El súbito incremento de los costes de financiación se produce en medio del temor a que se reduzca la demanda de deuda por parte de los inversores, que están exigiendo un precio más alto para asumir un riesgo que se percibe cada vez mayor.

Operaciones en marcha en España como los procesos de venta de Iberia y de Altadis, que requerirán altas dosis de deuda para ser adquiridas, pueden ser las primeras perjudicadas por el nuevo escenario de correción crediticia. Asimismo, la dificultad para colocar la deuda en los mercados ha sido ya percibida por corporaciones españolas como Unión Fenosa y Arcelor, y puede complicar los planes de refinanciación previstos por Iberdrola y Ferrovial.

El principio del fin
En el imaginario colectivo de los inversores, el principio del fin de cada ciclo expansivo está simbolizado por el glorioso fracaso de una gran operación corporativa. Con frecuencia, se alude a la traumática adquisición a finales de 1988 de RJR Nabisco por parte de Kohlberg Kravis Roberts (KKR) como la operación que marcó el punto y final del boom de la década de los ochenta, mientras que la malograda fusión entre AOL y Time Warner sintetiza el ocaso de los días de vino y rosas de la burbuja tecnológica en los noventa.

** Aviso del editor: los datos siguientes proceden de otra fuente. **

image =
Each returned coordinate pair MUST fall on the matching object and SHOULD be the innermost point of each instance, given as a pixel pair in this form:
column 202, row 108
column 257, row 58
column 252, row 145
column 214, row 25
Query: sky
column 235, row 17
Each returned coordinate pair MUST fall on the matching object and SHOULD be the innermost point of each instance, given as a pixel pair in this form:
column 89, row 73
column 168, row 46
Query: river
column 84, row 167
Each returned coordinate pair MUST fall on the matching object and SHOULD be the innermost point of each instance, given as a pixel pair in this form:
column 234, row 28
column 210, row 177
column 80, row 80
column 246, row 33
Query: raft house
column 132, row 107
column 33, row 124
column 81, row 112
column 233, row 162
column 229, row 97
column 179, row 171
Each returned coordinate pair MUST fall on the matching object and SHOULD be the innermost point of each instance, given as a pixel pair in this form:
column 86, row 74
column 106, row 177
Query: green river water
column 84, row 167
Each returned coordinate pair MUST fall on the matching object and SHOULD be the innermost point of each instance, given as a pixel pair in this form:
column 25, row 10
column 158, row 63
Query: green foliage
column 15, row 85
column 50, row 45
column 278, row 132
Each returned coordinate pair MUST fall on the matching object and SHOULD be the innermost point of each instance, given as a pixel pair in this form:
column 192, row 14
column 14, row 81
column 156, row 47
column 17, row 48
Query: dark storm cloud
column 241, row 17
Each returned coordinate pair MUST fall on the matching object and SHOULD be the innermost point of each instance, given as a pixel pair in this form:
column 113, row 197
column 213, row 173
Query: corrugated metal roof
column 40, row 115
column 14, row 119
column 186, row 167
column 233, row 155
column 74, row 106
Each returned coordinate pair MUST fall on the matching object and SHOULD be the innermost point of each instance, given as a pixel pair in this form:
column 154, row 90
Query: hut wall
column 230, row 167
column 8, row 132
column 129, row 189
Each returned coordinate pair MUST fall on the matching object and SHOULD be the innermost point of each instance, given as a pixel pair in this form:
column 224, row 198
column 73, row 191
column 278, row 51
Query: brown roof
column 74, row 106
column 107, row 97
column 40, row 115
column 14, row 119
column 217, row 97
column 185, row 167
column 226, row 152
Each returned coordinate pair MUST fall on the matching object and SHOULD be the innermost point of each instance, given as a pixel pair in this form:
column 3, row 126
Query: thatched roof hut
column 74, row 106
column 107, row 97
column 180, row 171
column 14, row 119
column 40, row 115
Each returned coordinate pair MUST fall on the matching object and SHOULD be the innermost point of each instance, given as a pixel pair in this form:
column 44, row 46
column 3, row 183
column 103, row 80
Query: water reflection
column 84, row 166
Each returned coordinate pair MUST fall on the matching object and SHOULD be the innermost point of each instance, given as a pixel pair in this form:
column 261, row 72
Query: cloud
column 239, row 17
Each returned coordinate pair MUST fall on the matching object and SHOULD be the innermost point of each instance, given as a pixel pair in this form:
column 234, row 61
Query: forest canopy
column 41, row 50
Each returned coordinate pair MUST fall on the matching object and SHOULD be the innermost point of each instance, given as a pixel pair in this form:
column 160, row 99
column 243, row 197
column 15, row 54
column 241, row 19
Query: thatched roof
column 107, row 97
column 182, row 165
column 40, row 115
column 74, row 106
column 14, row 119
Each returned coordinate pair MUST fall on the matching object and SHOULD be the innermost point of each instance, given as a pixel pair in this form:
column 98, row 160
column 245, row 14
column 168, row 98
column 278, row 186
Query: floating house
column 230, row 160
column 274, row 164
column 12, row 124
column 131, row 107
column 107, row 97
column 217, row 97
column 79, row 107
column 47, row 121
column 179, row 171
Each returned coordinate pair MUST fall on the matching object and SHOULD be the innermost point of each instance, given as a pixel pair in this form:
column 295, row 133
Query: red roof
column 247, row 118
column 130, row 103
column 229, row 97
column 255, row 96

Los mismos inversores sospechan ahora que la suspensión de las emisiones de deuda ligadas a la financiación de las compras de la automovílistica Chrysler por parte de Cerberus y de la distribuidora Alliance Boots por parte de KKR podrían constituir un punto de inflexión en el histórico ciclo de fusiones y adquisiciones que ha espoleado las cotizaciones bursátiles en los últimos años.

Sueños rotos
En España, las intenciones del consejo de administración de Iberia de elevar el precio de venta de la aerolínea, valorada por TPG en 3.440 millones, corren el riesgo de acabar en fracaso. Según fuentes del mercado, los planes iniciales de la firma de capital riesgo contemplaban que la deuda financiase cerca del 70% de la adquisición. “Es muy probable que el encarecimiento de la deuda disuada a otras firmas de capital riesgo de entrar en la puja y que el precio acabe por debajo de los 3,6 euros”, señalan fuentes financieras.

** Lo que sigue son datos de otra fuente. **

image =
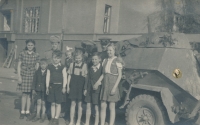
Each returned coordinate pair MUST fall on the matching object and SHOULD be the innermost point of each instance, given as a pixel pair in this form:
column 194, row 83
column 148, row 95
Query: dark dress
column 39, row 84
column 93, row 96
column 109, row 81
column 76, row 84
column 56, row 84
column 28, row 63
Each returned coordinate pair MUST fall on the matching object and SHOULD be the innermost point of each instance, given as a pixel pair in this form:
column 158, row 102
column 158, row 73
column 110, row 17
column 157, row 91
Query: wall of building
column 133, row 15
column 80, row 16
column 99, row 18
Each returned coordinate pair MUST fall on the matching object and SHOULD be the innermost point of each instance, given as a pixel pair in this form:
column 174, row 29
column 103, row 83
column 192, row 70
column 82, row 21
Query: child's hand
column 34, row 93
column 47, row 91
column 20, row 80
column 113, row 91
column 68, row 89
column 85, row 92
column 63, row 90
column 96, row 85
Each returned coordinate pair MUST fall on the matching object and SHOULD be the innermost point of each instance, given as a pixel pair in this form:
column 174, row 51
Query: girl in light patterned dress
column 28, row 63
column 76, row 80
column 112, row 73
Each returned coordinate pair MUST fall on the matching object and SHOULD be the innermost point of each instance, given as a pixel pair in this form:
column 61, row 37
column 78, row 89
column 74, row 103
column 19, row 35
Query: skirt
column 26, row 85
column 76, row 87
column 109, row 81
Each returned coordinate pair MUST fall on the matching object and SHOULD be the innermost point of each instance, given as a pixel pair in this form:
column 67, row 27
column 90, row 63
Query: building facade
column 73, row 20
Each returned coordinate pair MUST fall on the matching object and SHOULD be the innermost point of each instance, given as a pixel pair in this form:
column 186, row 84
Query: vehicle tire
column 145, row 110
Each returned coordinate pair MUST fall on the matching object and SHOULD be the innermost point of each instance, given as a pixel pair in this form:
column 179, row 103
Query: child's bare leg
column 79, row 113
column 38, row 107
column 72, row 111
column 88, row 114
column 58, row 110
column 43, row 108
column 112, row 113
column 53, row 109
column 23, row 105
column 96, row 115
column 103, row 112
column 28, row 103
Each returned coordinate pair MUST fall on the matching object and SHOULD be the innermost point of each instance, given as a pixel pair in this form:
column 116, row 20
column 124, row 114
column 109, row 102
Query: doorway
column 3, row 50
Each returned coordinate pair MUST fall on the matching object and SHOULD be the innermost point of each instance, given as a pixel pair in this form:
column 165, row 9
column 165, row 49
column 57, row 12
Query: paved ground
column 10, row 103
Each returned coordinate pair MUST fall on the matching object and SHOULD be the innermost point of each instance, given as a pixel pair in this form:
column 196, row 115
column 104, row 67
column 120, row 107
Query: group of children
column 96, row 85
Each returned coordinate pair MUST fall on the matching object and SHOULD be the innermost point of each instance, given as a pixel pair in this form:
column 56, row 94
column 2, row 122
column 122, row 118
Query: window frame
column 33, row 17
column 106, row 23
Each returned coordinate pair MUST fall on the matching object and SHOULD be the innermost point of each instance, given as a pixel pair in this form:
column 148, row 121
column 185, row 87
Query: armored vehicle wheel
column 145, row 110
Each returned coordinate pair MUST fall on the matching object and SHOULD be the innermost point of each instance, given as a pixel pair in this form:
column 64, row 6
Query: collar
column 96, row 66
column 29, row 53
column 112, row 58
column 78, row 64
column 59, row 64
column 43, row 70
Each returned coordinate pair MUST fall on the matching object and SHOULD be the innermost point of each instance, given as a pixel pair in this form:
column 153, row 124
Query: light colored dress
column 28, row 68
column 110, row 72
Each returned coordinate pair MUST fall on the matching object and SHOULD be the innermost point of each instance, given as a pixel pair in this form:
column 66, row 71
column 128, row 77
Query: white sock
column 22, row 112
column 27, row 112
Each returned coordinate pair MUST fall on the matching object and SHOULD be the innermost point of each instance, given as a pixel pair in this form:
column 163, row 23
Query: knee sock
column 22, row 112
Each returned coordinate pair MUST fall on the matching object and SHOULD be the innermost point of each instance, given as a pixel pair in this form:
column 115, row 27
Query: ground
column 10, row 103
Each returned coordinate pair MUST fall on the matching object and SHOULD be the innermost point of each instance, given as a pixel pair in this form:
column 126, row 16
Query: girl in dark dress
column 27, row 65
column 76, row 80
column 112, row 73
column 93, row 96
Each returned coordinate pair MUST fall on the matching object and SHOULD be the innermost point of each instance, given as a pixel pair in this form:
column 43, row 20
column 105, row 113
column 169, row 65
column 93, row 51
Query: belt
column 57, row 83
column 111, row 74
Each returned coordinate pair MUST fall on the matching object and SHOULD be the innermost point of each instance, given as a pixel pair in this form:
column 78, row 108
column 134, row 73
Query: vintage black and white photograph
column 99, row 62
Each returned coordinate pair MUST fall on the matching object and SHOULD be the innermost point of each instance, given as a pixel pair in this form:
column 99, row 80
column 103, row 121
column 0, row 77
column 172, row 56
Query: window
column 31, row 19
column 107, row 15
column 6, row 20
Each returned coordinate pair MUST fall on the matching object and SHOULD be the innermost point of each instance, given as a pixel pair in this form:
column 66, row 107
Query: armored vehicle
column 161, row 79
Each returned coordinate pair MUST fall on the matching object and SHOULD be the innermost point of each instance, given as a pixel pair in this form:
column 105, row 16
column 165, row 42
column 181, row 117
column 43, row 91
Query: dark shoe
column 56, row 122
column 42, row 118
column 51, row 121
column 66, row 122
column 28, row 117
column 62, row 115
column 21, row 116
column 35, row 119
column 31, row 117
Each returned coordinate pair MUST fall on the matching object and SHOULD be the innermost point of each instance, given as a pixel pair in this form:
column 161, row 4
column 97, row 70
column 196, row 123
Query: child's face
column 78, row 59
column 68, row 54
column 30, row 46
column 110, row 51
column 95, row 60
column 43, row 65
column 56, row 59
column 55, row 45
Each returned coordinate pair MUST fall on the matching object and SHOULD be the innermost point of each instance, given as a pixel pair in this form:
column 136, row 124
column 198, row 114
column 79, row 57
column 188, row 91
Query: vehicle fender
column 167, row 98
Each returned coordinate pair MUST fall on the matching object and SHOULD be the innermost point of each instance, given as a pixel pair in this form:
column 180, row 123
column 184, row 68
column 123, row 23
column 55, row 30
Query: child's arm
column 34, row 81
column 64, row 79
column 19, row 72
column 68, row 82
column 47, row 81
column 69, row 76
column 98, row 83
column 117, row 82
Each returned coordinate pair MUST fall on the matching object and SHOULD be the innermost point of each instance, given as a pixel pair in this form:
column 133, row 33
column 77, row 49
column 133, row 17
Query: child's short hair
column 57, row 53
column 43, row 60
column 114, row 48
column 78, row 53
column 68, row 52
column 96, row 54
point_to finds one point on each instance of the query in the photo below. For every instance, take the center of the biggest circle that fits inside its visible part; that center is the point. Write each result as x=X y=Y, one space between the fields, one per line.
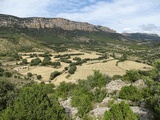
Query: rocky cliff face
x=37 y=23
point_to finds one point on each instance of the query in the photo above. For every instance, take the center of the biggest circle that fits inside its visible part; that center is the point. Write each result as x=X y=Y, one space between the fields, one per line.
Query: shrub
x=35 y=61
x=72 y=69
x=39 y=77
x=7 y=74
x=24 y=61
x=130 y=93
x=132 y=75
x=54 y=74
x=120 y=111
x=29 y=74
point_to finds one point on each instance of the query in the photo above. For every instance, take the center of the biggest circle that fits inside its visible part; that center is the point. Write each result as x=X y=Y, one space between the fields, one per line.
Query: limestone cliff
x=37 y=23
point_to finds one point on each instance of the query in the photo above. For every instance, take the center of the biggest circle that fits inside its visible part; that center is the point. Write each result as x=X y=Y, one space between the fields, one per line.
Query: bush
x=132 y=75
x=72 y=69
x=56 y=64
x=29 y=74
x=120 y=111
x=7 y=74
x=54 y=74
x=130 y=93
x=39 y=77
x=35 y=61
x=35 y=102
x=24 y=61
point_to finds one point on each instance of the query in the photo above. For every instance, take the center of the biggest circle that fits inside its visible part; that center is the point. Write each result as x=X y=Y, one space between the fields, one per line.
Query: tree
x=24 y=61
x=72 y=69
x=39 y=77
x=35 y=61
x=35 y=102
x=7 y=74
x=120 y=111
x=130 y=93
x=29 y=74
x=7 y=94
x=132 y=75
x=54 y=74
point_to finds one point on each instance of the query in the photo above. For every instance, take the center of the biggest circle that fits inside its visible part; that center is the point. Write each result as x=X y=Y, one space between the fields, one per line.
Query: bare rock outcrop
x=143 y=114
x=41 y=23
x=116 y=85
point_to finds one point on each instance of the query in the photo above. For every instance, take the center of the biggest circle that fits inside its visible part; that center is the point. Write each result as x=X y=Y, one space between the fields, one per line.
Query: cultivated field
x=106 y=66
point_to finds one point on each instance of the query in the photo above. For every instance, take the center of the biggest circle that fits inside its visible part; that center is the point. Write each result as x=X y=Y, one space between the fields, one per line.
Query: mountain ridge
x=41 y=23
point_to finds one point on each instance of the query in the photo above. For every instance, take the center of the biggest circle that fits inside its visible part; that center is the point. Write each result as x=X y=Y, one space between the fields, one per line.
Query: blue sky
x=120 y=15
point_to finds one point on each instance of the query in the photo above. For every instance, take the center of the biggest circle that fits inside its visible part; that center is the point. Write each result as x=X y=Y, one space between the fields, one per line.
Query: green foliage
x=82 y=101
x=72 y=69
x=116 y=77
x=39 y=77
x=99 y=94
x=54 y=74
x=132 y=75
x=130 y=93
x=56 y=64
x=153 y=104
x=64 y=90
x=120 y=111
x=7 y=74
x=98 y=79
x=7 y=94
x=46 y=61
x=35 y=62
x=24 y=61
x=1 y=71
x=29 y=74
x=35 y=102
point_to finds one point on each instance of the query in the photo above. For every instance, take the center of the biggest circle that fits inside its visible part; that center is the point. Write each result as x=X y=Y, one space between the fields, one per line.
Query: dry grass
x=109 y=67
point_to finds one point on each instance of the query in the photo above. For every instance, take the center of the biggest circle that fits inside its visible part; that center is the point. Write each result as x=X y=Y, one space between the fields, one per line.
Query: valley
x=54 y=68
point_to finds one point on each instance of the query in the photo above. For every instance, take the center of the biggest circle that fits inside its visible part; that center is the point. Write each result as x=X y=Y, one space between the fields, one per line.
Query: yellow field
x=108 y=68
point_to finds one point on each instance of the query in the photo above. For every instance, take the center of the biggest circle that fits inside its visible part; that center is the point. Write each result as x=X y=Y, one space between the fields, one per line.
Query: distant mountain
x=42 y=23
x=142 y=36
x=35 y=33
x=58 y=31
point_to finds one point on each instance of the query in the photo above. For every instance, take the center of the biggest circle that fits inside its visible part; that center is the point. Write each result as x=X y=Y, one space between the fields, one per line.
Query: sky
x=121 y=15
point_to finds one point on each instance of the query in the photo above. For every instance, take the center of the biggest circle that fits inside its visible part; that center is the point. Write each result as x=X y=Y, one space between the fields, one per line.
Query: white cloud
x=116 y=14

Por otro lado, la crisis crediticia puede complicar la presentación de una contraoferta sobre Altadis por parte de CVC. Una vez lanzada la opa formal de Imperial Tobacco, el fondo debe, si quiere pujar por Altadis, mejorar los 16.200 millones ofrecidos por Imperial. Si CVC no cierra la financiación antes del verano, su oferta puede quedarse finalmente en el aire.

Emisiones de bonos
Precios a los que se emitieron los últimos bonos antes de que aflorara la crisis, como los de OHL, que colocó 700 millones de euros a mediados de mayo, “serían ahora impensables” y, en el contexto actual, “la constructora tendría que haber pagado el doble”, justifica una fuente implicada en la operación.

Tan sólo un mes después, Arcelor intentó emitir más de 500 millones de euros en bonos con un vencimiento superior a 5 años. La operación se paralizó al no contar con suficiente demanda cuando se abrió el libro de peticiones; Unión Fenosa, que pretendía colocar antes del verano 700 millones de euros, y Telefónica, que tenía interés en lanzar una emisión, al igual que el año pasado, se lo pensaron mejor dadas las condiciones de mercado.

Aunque los expertos confían en que la situación se normalice tras el verano, las operaciones que se están aplazando podrían provocar un cuello de botella en el mercado de capitales, por lo que el inversor tendrá un poder todavía mayor para decidir a qué precios y en qué condiciones se fijan las nuevas emisiones.